I am wondering about the correct experimental design for differential gene expression analysis in the following atypical setup.
We have several patients from which we have three RNA-seq measurements each: one from pure tumor tissue (T), one from normal tissue (N), and one from a tissue that contains a (known) mixture of tumor and normal cells (M).
We are interested in genes that are differentially expressed between T and M, but only in the tumor cell fraction of M! Due to the contamination of M with normal cells, the naiive comparison of T with M yields too many DEGs, because many genes are differentially expressed between tumor cells in T and normal cells in M. I am therefore looking for a way to somehow "subtract" the known gene expression signature of N from M to get a clearer picture of the genes that are differentially expressed only in tumor cells.
Can this somehow be accomplished using a multi-factorial experimental design in DESeq2 or EdgeR? Or should I just get all three possible pairwise comparisons and do something like this:
DEG(T/M) = list of differentially expressed genes between tumor and mixture
DEG(T/N) = list of differentially expressed genes between tumor and normal
DEG(M/N) = list of differentially expressed genes between mixture and normal
DEG(T/M) due to differences in tumor cells = DEG(T/M) - intersect(DEG(T/N), DEG(M/N))
The logic here is that from all genes that are differentially expressed between T and M, we exclude those that also show up as differentially expressed in both comparisons with N, as these genes represent differences between tumor and normal cells, and not between the two tumor cell populations.
If find this a somewhat unsatisfying ad-hoc solution, so I am open for any suggestion.
This is a little after the fact, but did you consider trying to find a cell surface marker and just flow-sorting the cells from the different populations before sequencing? While finding a marker might be a pain, at least then the statistics become straight-forward.
For what it's worth, the "intersect and subtract" method has issues, but it sounds like you're aware of that (unfortunately a perfect solution isn't coming immediately to me...hopefully someone else will be familiar with one).
BTW, do you have any estimates of the admixture in the mixed samples? I imagine that'd be useful in more correctly calling DE genes.
Actually we do have surface markers that we use to enrich for tumor cells with magnetic beads, but we cannot get rid of normal cells "sticking" on the tumor cells. So the max enrichment we see is 70-80%, sometimes lower down to 30%.
The admixture rate is known and could be used to model read counts as linear combination of tumor and normal cell fractions. But then I have no idea if such a simple linear model is justified and applicable over the huge dynamic range of gene expression values.
Just found a recent review (Oct 2013) that is a great place to start to dive into this topic:
Shen-Orr and Gaujoux (2013)
Computational Deconvolution: Extracting Cell Type-Specific Information from Heterogeneous Samples
Table 1 provides a great summary of available methods, some of which look promising for my problem at hand.

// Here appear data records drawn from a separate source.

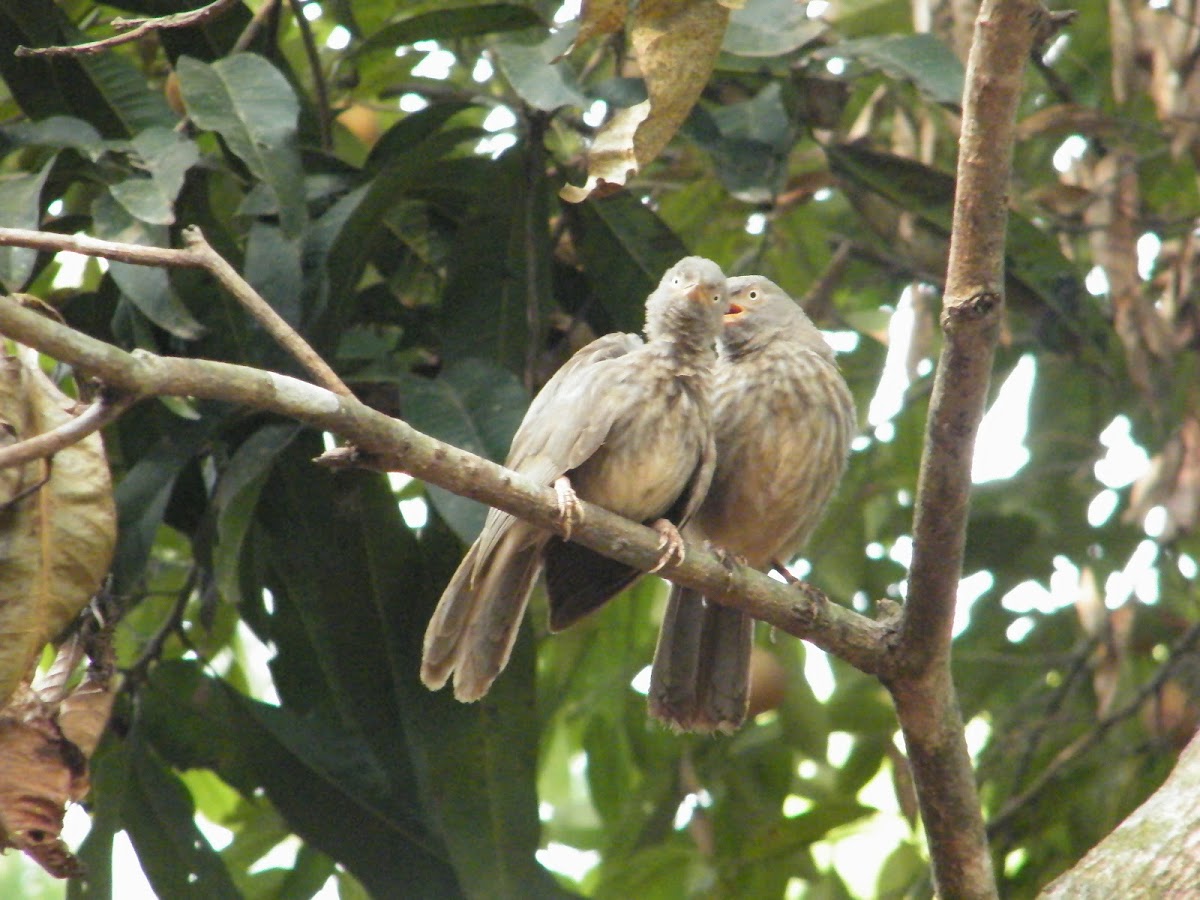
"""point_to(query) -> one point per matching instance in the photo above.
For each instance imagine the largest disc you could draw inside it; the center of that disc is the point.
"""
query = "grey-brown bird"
(624, 424)
(783, 419)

Keep in mind that deconvolution methods tend to work better with microarray data, it's one of the few areas where microarrays are still better. The reason is that signals from different cell-types/tissues will sum more linearly in microarrays than RNAseq, where the sum is highly non-linear. This allows for cleaner component separation (many methods rely on ICA or similar techniques, so I'm using that nomenclature here).
What if we log-transform the RNA-seq data first, for example by using the regularized log transformation (rlog) or variant stabilizing transformation (VST) from DESeq2? Could we then somehow feed the transformed RNA-seq data into array-based deconvolution methods?

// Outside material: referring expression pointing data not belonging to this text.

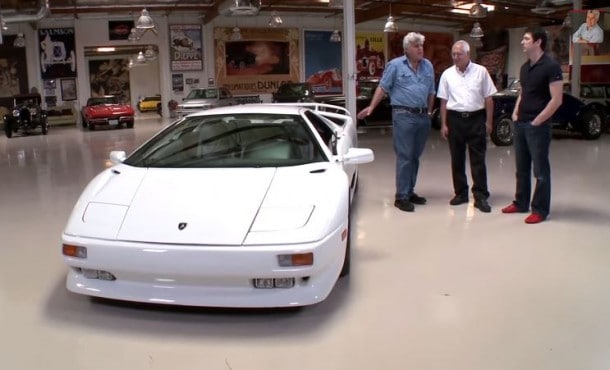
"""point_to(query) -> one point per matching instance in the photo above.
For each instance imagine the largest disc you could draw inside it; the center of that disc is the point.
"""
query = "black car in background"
(573, 115)
(26, 116)
(294, 92)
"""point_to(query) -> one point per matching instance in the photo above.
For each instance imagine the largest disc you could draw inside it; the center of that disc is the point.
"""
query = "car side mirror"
(117, 156)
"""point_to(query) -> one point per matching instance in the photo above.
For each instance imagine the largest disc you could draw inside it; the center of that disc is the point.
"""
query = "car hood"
(207, 206)
(108, 110)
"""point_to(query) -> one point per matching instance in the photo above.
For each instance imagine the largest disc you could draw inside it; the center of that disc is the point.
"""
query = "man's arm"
(556, 89)
(379, 93)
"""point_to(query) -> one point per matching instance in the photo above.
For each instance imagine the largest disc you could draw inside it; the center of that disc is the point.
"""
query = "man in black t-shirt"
(540, 96)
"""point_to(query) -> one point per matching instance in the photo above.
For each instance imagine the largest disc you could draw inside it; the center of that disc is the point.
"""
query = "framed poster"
(68, 89)
(258, 63)
(119, 30)
(185, 47)
(323, 70)
(57, 58)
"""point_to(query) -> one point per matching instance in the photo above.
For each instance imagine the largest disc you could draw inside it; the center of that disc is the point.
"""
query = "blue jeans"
(532, 144)
(410, 136)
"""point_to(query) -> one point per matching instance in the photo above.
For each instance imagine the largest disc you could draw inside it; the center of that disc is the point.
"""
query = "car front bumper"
(210, 276)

There's no transformation that will solve that problem, since it affects the original data.
Can you please point me toward a reference for this? I'm relatively new to the informatics scene.
I don't have any references handy at the moment, you'll have to look them up. Any paper talking about signal separation will likely mention that the signals need to be independent for optimal performance, which they self-evidently aren't in RNAseq.
I'm curious what you are referring to here. Do you mean the "signal" (counts) you get per gene within sample are not independent in RNA-seq but they are in microarray?
Is this "self-evident" because RNA-seq is inherently a competitive assay (since each gene is "competing" for read counts given the fixed depth of sequencing) vs. microarray which is not (aside from off-target effects to unintended probes)?
Yup, exactly. And yeah, this ignores the cross-hybridization issue in microarrays.